"¿Acabo de ver cosas? ¿De verdad reescribió un programa de vuelo completo en solo ocho minutos? ¿Qué clase de prodigio es este?"

"Espera... ¿Es una consultora técnica de verdad? Pensé..."

De repente, Kaya se levantó de golpe, con los ojos abiertos de par en par, con una incredulidad manifiesta. Imposible. ¡Elena había revertido el descenso mortal del Lanzador!

Desconcertada, Kaya miró a Elena como si la viera por primera vez.

A pesar de todo, Elena permaneció serena y su expresión era notablemente despreocupada.

Impulsivamente, Charlotte prácticamente se abalanzó sobre Elena, abrazándola como si ambas hubieran sobrevivido a un desastre mortal. "¡Dios mío, gracias! ¡Por fin puedo darle al Sr. Spencer un informe que no me hará despedir!"

Sin duda, decir que Charlotte no estaba nerviosa habría sido una mentira. Incluso ahora, sus palmas seguían húmedas de sudor y su corazón latía de forma errática. Lo había apostado todo por Elena. Y había acertado.
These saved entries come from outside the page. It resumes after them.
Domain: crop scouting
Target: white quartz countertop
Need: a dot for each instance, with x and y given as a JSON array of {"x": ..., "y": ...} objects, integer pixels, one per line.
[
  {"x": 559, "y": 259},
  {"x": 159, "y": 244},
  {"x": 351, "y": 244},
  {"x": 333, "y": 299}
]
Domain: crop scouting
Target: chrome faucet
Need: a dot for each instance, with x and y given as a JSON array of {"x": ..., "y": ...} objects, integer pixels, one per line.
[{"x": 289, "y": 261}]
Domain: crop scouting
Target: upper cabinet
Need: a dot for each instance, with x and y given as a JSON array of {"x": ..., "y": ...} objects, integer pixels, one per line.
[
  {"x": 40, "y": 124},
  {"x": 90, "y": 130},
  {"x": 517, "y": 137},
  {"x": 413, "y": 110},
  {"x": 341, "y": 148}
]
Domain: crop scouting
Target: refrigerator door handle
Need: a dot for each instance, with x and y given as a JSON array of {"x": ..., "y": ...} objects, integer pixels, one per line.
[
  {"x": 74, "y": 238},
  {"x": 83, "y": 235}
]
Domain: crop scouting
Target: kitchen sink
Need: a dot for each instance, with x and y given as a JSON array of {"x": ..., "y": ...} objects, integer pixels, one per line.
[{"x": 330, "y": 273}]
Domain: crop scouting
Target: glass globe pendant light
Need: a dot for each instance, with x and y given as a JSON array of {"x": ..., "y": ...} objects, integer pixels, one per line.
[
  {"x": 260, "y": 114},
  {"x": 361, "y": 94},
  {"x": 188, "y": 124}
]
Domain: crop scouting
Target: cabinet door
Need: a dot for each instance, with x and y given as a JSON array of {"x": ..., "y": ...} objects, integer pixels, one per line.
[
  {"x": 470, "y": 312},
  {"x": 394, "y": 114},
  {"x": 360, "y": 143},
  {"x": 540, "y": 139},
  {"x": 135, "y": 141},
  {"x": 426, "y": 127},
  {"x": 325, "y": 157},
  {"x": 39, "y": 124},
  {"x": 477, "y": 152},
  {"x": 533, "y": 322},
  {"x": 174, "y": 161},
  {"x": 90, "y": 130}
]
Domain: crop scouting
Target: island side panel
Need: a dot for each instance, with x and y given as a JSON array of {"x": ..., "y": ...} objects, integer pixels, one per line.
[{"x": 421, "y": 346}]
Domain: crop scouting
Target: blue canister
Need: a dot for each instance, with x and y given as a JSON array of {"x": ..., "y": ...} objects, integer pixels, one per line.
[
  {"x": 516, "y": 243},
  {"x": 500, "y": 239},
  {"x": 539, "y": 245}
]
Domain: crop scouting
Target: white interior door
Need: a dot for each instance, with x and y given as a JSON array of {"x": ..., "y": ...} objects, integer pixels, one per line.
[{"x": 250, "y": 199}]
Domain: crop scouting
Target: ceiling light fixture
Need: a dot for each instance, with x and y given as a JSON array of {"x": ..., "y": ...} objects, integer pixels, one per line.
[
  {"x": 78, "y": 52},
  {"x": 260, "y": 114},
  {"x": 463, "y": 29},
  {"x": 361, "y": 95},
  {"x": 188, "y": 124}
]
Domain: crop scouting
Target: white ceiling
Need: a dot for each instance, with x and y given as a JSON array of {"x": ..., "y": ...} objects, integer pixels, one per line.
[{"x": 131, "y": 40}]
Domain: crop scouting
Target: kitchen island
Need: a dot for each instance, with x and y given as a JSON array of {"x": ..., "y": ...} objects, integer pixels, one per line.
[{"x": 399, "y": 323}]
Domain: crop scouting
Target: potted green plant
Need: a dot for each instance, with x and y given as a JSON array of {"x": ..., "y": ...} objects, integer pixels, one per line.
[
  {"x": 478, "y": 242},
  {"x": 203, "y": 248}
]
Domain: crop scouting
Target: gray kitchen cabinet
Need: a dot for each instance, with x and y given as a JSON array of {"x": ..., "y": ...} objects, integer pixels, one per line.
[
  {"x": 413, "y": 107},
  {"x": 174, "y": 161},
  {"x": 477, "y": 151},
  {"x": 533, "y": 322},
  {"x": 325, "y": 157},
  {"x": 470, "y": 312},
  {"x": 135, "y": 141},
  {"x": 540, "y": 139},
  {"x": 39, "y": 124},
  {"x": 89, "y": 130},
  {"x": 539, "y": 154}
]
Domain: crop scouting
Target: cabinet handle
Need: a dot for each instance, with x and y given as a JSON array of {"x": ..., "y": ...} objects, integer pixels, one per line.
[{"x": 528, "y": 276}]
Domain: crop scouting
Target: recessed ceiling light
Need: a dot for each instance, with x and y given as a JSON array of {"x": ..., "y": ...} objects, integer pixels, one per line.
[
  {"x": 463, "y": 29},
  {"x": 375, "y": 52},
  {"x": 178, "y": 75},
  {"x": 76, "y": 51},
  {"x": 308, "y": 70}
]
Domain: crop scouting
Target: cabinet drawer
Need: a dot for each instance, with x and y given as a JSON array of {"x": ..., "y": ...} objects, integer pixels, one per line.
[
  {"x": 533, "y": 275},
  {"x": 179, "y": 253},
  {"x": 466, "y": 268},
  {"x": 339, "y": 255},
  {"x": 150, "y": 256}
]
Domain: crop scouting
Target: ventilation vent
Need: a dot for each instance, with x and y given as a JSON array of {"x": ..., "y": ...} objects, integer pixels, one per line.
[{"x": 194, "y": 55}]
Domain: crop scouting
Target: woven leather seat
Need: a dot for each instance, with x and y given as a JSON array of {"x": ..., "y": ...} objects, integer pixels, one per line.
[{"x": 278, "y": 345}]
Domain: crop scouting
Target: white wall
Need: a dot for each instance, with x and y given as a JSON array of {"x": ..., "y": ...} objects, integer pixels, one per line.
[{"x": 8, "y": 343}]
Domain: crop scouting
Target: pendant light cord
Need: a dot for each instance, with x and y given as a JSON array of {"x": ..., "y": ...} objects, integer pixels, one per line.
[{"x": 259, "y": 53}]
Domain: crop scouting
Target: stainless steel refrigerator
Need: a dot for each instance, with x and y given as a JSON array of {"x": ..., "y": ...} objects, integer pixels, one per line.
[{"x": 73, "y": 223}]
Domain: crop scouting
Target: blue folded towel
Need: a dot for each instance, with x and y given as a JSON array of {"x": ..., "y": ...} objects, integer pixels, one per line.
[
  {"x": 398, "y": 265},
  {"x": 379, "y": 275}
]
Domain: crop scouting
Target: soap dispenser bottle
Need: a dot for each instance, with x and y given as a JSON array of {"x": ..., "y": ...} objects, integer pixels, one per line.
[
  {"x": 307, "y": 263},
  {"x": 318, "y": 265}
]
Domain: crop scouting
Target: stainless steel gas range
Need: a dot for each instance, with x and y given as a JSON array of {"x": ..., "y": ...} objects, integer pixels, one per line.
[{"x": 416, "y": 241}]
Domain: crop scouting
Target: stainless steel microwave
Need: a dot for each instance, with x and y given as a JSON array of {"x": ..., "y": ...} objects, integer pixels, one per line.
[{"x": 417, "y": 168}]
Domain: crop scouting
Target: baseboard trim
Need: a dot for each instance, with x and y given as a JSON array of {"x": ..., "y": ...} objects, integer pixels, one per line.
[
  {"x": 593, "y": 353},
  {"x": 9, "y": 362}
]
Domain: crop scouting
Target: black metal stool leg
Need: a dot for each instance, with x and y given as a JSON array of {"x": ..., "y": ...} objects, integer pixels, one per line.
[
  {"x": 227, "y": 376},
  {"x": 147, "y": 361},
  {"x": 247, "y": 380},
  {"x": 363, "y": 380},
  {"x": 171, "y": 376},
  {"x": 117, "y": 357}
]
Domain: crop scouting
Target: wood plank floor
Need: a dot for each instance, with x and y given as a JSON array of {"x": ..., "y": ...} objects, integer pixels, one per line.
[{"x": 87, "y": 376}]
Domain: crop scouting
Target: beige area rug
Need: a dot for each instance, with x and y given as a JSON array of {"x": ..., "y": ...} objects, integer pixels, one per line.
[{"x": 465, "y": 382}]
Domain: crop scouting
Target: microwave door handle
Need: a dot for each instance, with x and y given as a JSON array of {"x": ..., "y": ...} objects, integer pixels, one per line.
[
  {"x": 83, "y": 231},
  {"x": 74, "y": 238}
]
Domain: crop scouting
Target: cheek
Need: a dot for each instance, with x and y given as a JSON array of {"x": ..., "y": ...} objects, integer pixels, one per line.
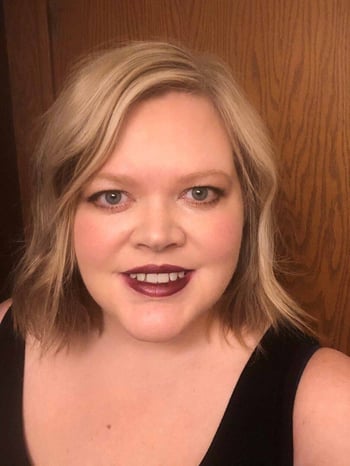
[
  {"x": 92, "y": 238},
  {"x": 223, "y": 238}
]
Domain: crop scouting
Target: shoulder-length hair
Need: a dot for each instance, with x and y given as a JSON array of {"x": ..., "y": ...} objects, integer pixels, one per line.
[{"x": 80, "y": 131}]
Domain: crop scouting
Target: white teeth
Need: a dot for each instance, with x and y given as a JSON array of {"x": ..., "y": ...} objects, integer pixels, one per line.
[
  {"x": 163, "y": 278},
  {"x": 157, "y": 277},
  {"x": 151, "y": 278}
]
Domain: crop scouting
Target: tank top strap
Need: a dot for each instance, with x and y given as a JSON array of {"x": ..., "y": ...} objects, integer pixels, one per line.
[{"x": 257, "y": 426}]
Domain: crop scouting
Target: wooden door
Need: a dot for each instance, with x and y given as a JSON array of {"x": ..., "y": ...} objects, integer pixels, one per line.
[{"x": 292, "y": 57}]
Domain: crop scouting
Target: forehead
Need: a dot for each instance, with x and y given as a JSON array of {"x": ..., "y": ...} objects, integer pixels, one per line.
[{"x": 176, "y": 130}]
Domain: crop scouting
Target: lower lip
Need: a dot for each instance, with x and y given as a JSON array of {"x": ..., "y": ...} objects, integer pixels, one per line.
[{"x": 158, "y": 290}]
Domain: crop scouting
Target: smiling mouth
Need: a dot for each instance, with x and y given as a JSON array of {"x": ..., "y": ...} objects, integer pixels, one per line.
[
  {"x": 158, "y": 281},
  {"x": 155, "y": 278}
]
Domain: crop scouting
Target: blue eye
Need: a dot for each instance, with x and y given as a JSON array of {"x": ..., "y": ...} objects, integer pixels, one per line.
[
  {"x": 112, "y": 197},
  {"x": 200, "y": 193},
  {"x": 203, "y": 195}
]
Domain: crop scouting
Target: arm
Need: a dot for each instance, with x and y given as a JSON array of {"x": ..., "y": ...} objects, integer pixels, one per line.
[{"x": 322, "y": 411}]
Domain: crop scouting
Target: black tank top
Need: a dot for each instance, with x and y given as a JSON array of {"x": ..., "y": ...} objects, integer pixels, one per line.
[{"x": 256, "y": 428}]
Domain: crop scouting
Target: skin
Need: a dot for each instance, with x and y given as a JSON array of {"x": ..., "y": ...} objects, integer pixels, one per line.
[
  {"x": 161, "y": 155},
  {"x": 153, "y": 350}
]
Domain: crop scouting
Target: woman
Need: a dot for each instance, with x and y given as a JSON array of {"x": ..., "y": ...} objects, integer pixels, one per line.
[{"x": 153, "y": 329}]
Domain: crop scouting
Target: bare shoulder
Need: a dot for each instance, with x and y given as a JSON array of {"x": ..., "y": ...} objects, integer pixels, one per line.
[
  {"x": 322, "y": 411},
  {"x": 4, "y": 306}
]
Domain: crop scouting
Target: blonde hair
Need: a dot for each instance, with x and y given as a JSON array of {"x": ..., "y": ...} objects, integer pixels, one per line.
[{"x": 80, "y": 131}]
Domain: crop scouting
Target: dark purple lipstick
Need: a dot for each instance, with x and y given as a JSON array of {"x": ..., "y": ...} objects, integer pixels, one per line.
[{"x": 157, "y": 281}]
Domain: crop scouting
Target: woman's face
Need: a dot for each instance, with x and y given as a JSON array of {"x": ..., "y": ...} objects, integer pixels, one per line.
[{"x": 158, "y": 230}]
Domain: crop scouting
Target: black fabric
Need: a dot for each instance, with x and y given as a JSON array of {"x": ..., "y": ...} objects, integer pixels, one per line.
[
  {"x": 256, "y": 429},
  {"x": 12, "y": 444}
]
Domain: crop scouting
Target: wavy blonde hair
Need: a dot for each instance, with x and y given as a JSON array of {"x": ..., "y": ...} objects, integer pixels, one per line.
[{"x": 81, "y": 128}]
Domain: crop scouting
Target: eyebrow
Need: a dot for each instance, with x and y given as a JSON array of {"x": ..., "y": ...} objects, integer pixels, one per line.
[{"x": 186, "y": 178}]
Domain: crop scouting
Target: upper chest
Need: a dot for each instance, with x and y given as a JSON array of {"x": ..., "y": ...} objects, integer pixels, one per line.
[{"x": 77, "y": 417}]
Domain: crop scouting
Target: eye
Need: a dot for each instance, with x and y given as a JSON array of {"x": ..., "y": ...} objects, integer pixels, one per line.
[
  {"x": 203, "y": 194},
  {"x": 112, "y": 199},
  {"x": 200, "y": 193}
]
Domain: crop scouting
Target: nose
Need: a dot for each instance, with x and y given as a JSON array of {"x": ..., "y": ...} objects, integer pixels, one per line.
[{"x": 158, "y": 228}]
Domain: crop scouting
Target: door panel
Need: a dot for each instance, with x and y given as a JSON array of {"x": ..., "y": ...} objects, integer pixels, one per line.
[{"x": 293, "y": 60}]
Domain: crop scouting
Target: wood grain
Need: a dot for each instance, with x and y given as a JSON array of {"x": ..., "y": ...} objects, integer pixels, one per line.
[{"x": 292, "y": 59}]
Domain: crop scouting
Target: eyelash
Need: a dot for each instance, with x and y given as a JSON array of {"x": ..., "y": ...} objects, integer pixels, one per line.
[
  {"x": 216, "y": 194},
  {"x": 96, "y": 199}
]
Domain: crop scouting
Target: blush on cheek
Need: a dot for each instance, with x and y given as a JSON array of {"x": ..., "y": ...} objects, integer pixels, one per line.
[{"x": 89, "y": 238}]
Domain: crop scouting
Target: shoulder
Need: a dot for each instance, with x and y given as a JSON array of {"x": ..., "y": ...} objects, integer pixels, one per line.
[
  {"x": 4, "y": 306},
  {"x": 322, "y": 411}
]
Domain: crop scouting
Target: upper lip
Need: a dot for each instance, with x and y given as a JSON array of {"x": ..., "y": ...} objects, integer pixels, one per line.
[{"x": 153, "y": 268}]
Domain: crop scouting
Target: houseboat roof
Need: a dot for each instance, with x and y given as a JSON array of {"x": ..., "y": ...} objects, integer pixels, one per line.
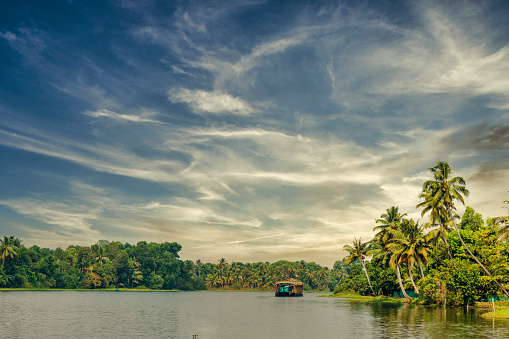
[{"x": 289, "y": 281}]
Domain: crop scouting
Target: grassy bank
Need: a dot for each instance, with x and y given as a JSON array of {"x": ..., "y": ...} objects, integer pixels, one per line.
[
  {"x": 364, "y": 298},
  {"x": 501, "y": 309}
]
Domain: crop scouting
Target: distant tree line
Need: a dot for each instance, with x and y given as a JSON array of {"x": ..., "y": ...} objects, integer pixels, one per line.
[
  {"x": 145, "y": 265},
  {"x": 102, "y": 265}
]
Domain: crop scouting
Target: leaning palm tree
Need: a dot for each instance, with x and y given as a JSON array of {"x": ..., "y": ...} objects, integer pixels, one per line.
[
  {"x": 389, "y": 222},
  {"x": 357, "y": 252},
  {"x": 440, "y": 195},
  {"x": 503, "y": 224},
  {"x": 409, "y": 245},
  {"x": 9, "y": 248},
  {"x": 436, "y": 216}
]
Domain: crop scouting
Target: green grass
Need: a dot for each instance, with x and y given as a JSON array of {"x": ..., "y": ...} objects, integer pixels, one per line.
[
  {"x": 502, "y": 313},
  {"x": 357, "y": 297},
  {"x": 88, "y": 290},
  {"x": 501, "y": 309},
  {"x": 347, "y": 295}
]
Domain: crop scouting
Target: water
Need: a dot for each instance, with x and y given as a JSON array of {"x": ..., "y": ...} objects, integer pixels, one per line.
[{"x": 59, "y": 314}]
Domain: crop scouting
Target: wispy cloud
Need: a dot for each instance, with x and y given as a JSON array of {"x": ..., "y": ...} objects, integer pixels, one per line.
[
  {"x": 119, "y": 117},
  {"x": 211, "y": 102}
]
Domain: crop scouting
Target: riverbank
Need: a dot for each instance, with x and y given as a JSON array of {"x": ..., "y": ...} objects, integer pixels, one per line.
[
  {"x": 86, "y": 290},
  {"x": 365, "y": 298},
  {"x": 501, "y": 309}
]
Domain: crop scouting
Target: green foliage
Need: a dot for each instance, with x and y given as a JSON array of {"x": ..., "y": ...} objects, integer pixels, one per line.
[{"x": 102, "y": 265}]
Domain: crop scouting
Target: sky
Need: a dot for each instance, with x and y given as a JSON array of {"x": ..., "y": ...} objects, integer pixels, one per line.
[{"x": 246, "y": 130}]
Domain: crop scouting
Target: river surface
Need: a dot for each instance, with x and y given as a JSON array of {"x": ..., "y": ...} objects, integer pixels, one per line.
[{"x": 66, "y": 314}]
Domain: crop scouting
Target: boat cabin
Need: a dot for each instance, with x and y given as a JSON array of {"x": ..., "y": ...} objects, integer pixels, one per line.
[{"x": 289, "y": 288}]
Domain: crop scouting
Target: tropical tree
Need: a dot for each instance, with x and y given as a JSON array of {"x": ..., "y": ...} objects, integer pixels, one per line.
[
  {"x": 409, "y": 245},
  {"x": 440, "y": 194},
  {"x": 357, "y": 252},
  {"x": 9, "y": 248},
  {"x": 503, "y": 223},
  {"x": 389, "y": 222}
]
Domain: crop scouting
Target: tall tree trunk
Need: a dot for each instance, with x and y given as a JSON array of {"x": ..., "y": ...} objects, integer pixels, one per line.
[
  {"x": 400, "y": 282},
  {"x": 442, "y": 226},
  {"x": 420, "y": 268},
  {"x": 367, "y": 276},
  {"x": 473, "y": 256},
  {"x": 409, "y": 269}
]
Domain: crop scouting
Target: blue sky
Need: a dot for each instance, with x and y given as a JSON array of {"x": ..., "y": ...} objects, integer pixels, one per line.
[{"x": 249, "y": 130}]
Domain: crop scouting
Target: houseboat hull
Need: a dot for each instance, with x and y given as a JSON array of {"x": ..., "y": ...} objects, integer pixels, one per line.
[{"x": 289, "y": 288}]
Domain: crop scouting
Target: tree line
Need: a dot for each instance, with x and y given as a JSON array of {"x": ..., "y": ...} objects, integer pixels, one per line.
[
  {"x": 146, "y": 265},
  {"x": 447, "y": 259}
]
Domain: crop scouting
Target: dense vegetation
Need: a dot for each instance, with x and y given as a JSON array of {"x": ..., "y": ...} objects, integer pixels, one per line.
[
  {"x": 103, "y": 265},
  {"x": 448, "y": 259},
  {"x": 144, "y": 265},
  {"x": 456, "y": 261}
]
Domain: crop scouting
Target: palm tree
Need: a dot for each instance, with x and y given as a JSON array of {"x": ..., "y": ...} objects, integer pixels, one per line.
[
  {"x": 503, "y": 223},
  {"x": 396, "y": 261},
  {"x": 357, "y": 252},
  {"x": 440, "y": 194},
  {"x": 9, "y": 248},
  {"x": 389, "y": 222},
  {"x": 409, "y": 244},
  {"x": 436, "y": 215}
]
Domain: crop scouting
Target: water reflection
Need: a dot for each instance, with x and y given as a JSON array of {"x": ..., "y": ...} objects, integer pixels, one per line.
[{"x": 229, "y": 315}]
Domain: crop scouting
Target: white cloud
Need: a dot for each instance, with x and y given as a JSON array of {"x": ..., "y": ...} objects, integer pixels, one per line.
[
  {"x": 120, "y": 117},
  {"x": 211, "y": 102}
]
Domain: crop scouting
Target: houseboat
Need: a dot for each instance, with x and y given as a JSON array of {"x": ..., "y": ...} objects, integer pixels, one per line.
[{"x": 289, "y": 288}]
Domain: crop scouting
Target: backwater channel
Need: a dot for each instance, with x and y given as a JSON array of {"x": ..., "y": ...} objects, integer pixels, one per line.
[{"x": 74, "y": 314}]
Incómoda con tanta cercanía, Elena apartó suavemente a Charlotte.

Charlotte sonrió ampliamente, completamente indiferente al rechazo, sus ojos brillaban de admiración y emoción.

Mientras todos permanecían en estado de shock y euforia, Cathy se puso de pie con decisión. "Se acabó el tiempo. ¡Salgan de Edgewing ya!"

Elena sostuvo la mirada hostil de Cathy directamente, con un peligroso destello de desafío en sus ojos. "No me iré", dijo con calma.

Al principio, Cathy se quedó desconcertada, pero al comprender el peso de las palabras de Elena, su ira se encendió como una cerilla que se quema. "¿Quién te crees que eres para hablarme así? Me he encontrado con infinidad de mujeres como tú, todas con la esperanza de colarse en la vida de Wesley. Antes, esas mujeres me evitaban como si fuera una plaga andante. ¿Sabes por qué?"

Cathy, con las uñas impecablemente cuidadas, lanzó una mirada de altivo desdén hacia Elena. "¡Porque detesto a quienes codician lo que por derecho me pertenece! ¡Si pillo a alguien intentando seducir a Wesley, me aseguraré de que se arrepienta de haberse cruzado en mi camino!"

Las uñas largas y puntiagudas de Cathy flotaban siniestramente cerca del rostro de Elena.

Charlette frunció el ceño y la ansiedad comenzó a apoderarse de ella. El interés de Wesley por Elena era evidente, y si algo le sucediera, Wesley sin duda se pondría furioso.

Con ese pensamiento en mente, Charlette comenzó a levantarse, con la intención de proteger a Elena, pero Elena la detuvo.

La mirada de Elena permaneció fija en Cathy, su rostro tranquilo y desprovisto de cualquier miedo.

Cathy apretó los dientes; su determinación de estropear la belleza de Elena era palpable.

Pero antes de que Cathy pudiera poner un dedo sobre Elena, su muñeca fue atrapada en un firme agarre.

Con un movimiento rápido, Elena tiró a Cathy y la hizo perder el equilibrio, haciéndola casi caer.

Una vez que Cathy recuperó el equilibrio, miró a Elena con la ferocidad de una bestia acorralada.

Kaya corrió a ayudar a Cathy y luego se giró para espetarle: "Elena, ¿estás loca? ¿La señorita Garrett es la futura esposa de Wesley y te atreves a tocarla?"

Kaya bajó la mirada, con un tono de voz cargado de adulación. "Señorita Garrett, ¿se encuentra bien? Elena es una auténtica rebelde. ¡No merece estar en Edgewing, y mucho menos trabajar en el octavo piso!"

Charlette ya no pudo contenerse y replicó: «Kaya, ¿estás ciega? ¿No viste que Elena acaba de evitar un desastre? Si fueras tú, ni siquiera habrías logrado escribir una sola línea de código en medio minuto, y mucho menos reescribir el programa de vuelo. Y sin embargo, aquí estás, criticando sus habilidades. Eres tú quien no merece estar en Edgewing».